The vintage steam train, known as Pride of Africa, travels from Cape Town to Dar es Salaam and back in its twice-a year 15-day journeys. The round trip costs from $12,450-$21,550.
The first trip was in July 1993.
Last month, the train brought 65 tourists who arrived in the Tanzanian commercial capital.
The luxury train covers about 6,500 kilometres, snaking through various tourist attraction sites like the Kruger National Park and the historic village of Matjiesfontein, the diamond town of Kimberley and the capital city of Pretoria for short tours followed by two nights in the Madikwe Game Reservein South Africa, through Botswana to the Victoria Falls in Zimbabwe, over the Limpopo and Zambezi rivers, and ends up at the Tazara station in Dar es Salaam.
The train uses the Tanzania and Zambia Railway line (Tazara) descending into the Great Rift Valley, negotiating the tunnels, switchbacks, and viaducts of the spectacular escarpment southern highlands of Tanzania, including the picturesque Kipengere and Livingstone ranges, Kitulo National Park, Mlimba escarpment, Selous Game Reserve, and other sites.
The old Edwardian Rovos Rail train has 21 wooden coaches with a capacity of 72 passengers.

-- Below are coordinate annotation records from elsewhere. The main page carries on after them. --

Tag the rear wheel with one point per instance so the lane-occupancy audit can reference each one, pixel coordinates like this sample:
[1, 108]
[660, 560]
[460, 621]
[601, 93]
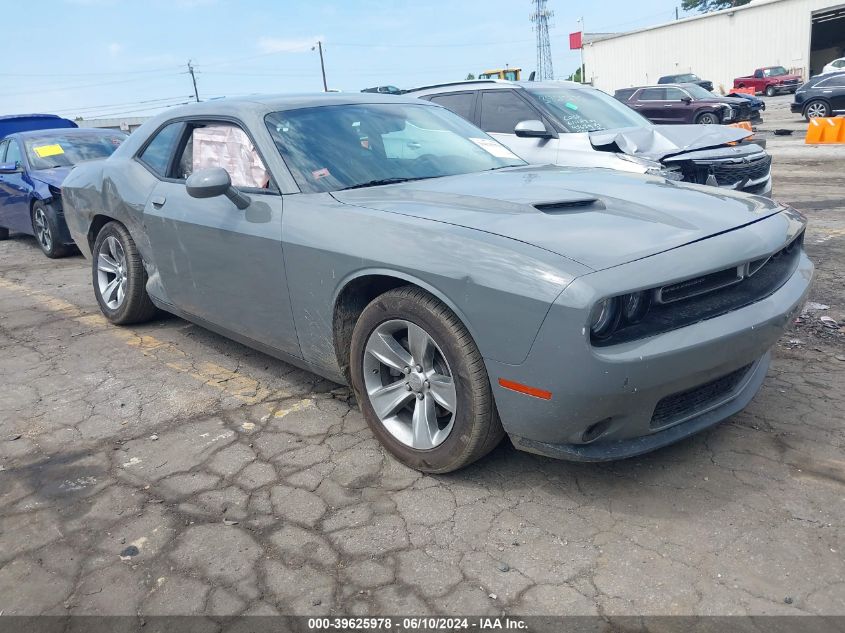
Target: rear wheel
[707, 118]
[119, 277]
[46, 230]
[421, 382]
[816, 109]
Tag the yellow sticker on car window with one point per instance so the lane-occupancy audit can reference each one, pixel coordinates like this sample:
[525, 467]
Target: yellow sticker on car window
[43, 151]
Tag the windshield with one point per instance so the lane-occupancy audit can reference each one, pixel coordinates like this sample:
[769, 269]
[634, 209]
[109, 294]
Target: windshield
[65, 149]
[586, 110]
[331, 148]
[774, 71]
[698, 92]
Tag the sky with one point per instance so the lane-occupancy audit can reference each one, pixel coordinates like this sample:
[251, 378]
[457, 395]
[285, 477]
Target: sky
[124, 58]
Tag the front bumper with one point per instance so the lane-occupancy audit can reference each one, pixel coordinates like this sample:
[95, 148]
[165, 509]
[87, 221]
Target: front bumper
[618, 388]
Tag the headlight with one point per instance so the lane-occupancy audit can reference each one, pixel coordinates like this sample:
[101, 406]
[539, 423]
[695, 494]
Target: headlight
[610, 314]
[635, 306]
[652, 167]
[604, 318]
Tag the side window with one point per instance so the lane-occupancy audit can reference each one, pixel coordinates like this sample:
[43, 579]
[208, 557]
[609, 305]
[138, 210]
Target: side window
[833, 82]
[227, 146]
[501, 110]
[652, 94]
[13, 152]
[461, 103]
[158, 152]
[675, 94]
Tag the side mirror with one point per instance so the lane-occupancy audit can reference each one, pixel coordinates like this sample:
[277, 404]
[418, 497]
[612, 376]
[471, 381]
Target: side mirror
[531, 129]
[9, 168]
[213, 182]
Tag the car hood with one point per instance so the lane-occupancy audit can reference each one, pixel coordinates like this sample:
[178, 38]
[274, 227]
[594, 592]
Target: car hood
[657, 142]
[54, 176]
[599, 218]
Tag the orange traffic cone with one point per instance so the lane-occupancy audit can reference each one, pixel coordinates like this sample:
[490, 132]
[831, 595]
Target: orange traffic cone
[826, 130]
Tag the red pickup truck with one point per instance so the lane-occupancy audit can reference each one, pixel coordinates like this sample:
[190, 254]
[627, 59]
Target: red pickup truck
[772, 80]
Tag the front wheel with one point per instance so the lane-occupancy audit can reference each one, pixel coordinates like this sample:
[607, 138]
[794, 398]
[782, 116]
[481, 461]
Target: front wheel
[707, 118]
[421, 382]
[816, 109]
[46, 230]
[119, 277]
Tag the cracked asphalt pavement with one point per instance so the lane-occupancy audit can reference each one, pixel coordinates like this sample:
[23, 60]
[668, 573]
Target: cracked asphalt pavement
[162, 469]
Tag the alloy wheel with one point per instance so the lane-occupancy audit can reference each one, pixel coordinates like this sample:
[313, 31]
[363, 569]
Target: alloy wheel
[111, 273]
[816, 110]
[409, 384]
[42, 230]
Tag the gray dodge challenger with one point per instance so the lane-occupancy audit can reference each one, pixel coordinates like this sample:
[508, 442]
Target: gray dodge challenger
[385, 242]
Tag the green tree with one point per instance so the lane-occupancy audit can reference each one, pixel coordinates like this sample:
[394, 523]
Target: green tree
[705, 6]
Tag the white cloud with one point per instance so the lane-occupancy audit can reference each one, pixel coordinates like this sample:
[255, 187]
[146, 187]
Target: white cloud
[287, 45]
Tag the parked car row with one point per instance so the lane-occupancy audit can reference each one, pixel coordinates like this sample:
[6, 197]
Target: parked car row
[33, 165]
[572, 124]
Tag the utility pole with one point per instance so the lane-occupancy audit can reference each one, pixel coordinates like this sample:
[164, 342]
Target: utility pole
[583, 35]
[322, 65]
[194, 79]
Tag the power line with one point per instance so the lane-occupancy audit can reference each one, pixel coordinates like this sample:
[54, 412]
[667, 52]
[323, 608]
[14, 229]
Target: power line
[73, 87]
[115, 105]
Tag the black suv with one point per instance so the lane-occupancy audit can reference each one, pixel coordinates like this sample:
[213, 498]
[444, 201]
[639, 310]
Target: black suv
[687, 78]
[823, 95]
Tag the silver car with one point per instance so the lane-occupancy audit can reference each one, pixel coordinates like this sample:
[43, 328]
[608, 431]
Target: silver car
[387, 243]
[574, 125]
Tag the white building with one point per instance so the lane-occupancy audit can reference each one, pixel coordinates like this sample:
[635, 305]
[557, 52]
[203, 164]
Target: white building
[801, 35]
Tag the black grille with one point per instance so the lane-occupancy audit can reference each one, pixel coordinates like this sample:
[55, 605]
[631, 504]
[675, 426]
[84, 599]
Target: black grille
[697, 399]
[730, 172]
[683, 303]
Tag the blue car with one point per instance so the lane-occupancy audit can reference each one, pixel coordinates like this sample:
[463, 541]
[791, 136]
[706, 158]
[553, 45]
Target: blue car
[32, 167]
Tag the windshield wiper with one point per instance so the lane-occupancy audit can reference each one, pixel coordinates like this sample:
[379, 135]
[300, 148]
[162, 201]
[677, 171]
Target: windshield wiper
[383, 181]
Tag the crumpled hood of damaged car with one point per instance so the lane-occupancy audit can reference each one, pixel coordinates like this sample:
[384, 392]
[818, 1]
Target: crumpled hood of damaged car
[597, 217]
[657, 142]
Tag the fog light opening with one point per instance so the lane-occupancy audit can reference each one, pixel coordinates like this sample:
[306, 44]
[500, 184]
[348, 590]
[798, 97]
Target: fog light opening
[595, 431]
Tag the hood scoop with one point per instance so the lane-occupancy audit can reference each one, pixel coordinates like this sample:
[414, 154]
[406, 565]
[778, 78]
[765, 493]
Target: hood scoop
[570, 206]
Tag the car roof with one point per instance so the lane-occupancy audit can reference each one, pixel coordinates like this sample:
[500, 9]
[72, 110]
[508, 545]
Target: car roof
[65, 131]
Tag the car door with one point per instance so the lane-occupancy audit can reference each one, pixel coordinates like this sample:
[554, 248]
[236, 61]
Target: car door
[500, 111]
[833, 89]
[14, 191]
[217, 262]
[650, 103]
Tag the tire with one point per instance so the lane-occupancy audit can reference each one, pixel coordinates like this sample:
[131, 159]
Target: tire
[707, 118]
[45, 228]
[816, 108]
[457, 437]
[127, 301]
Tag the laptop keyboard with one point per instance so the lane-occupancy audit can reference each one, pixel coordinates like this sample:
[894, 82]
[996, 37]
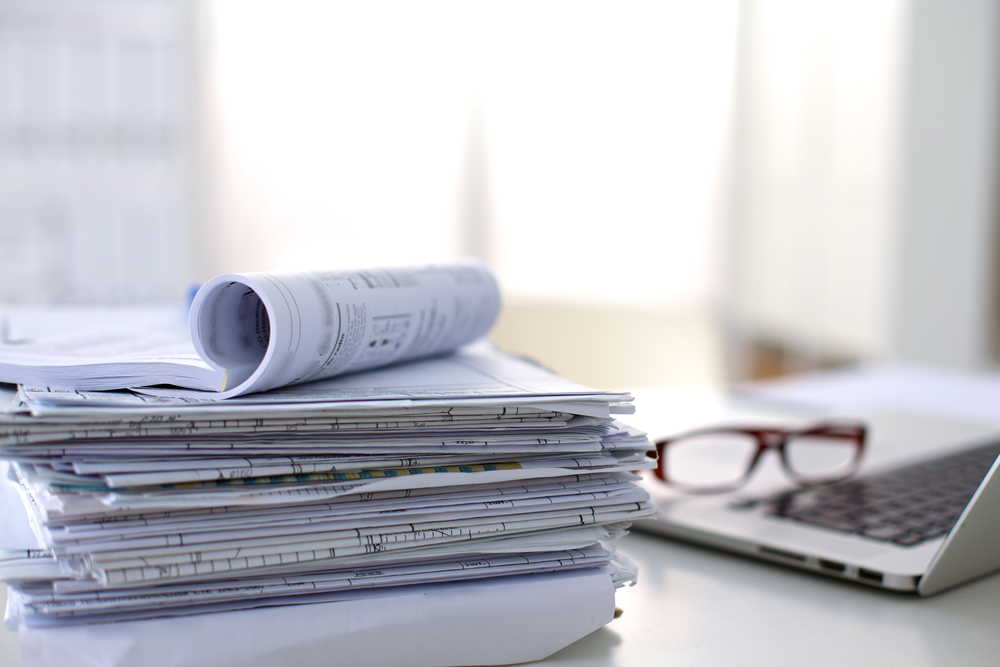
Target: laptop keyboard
[905, 505]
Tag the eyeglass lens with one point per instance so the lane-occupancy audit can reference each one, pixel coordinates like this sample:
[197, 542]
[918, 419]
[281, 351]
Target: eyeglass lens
[817, 456]
[710, 459]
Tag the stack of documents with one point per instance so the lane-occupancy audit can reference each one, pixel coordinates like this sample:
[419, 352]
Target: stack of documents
[457, 469]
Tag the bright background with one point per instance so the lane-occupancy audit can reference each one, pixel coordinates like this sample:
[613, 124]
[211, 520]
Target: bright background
[668, 191]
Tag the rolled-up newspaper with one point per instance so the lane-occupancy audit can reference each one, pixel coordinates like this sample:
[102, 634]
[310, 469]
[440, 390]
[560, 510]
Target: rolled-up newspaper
[257, 331]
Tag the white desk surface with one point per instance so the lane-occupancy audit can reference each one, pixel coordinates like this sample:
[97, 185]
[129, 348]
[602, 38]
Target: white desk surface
[696, 606]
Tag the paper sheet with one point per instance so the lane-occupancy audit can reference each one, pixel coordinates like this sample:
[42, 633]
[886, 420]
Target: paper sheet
[487, 622]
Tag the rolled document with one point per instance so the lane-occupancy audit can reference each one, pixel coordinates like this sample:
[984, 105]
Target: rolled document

The wooden coaches are between 70 and 100 years old. The train dates back to the late 1890s, but has been modified into a five-star hotel with all the requirements for first-class tourist facilities.
The wooden coaches are supported with steel bars, said Rovos Rail’s on-board historian Nicholas Schofield.
Inside the dining coach on Rovos Rail. PHOTO |
Inside the dining coach on Rovos Rail. PHOTO | COURTESY | ROVOS RAIL
“In Zimbabwe our train passengers experience, through this spectacular trip, the magnificent Victoria Falls as it crosses the falls over a bridge to the heart of Zimbabwe’s historical sites,” Schofield said.
Known as the Miracle railway, the Tazara is among the longest and most modern railroads in Africa. The 1,067mm gauge railway covers a distance of 1,860 kilometres from Dar es Salaam to Zambia’s copper belt city of Kapiri-Mposhi.
It crosses 23 tunnels through the Eastern Arc ranges. The longest tunnel covers 800 metres through rugged mountains. These dark tunnels make the trip more exciting.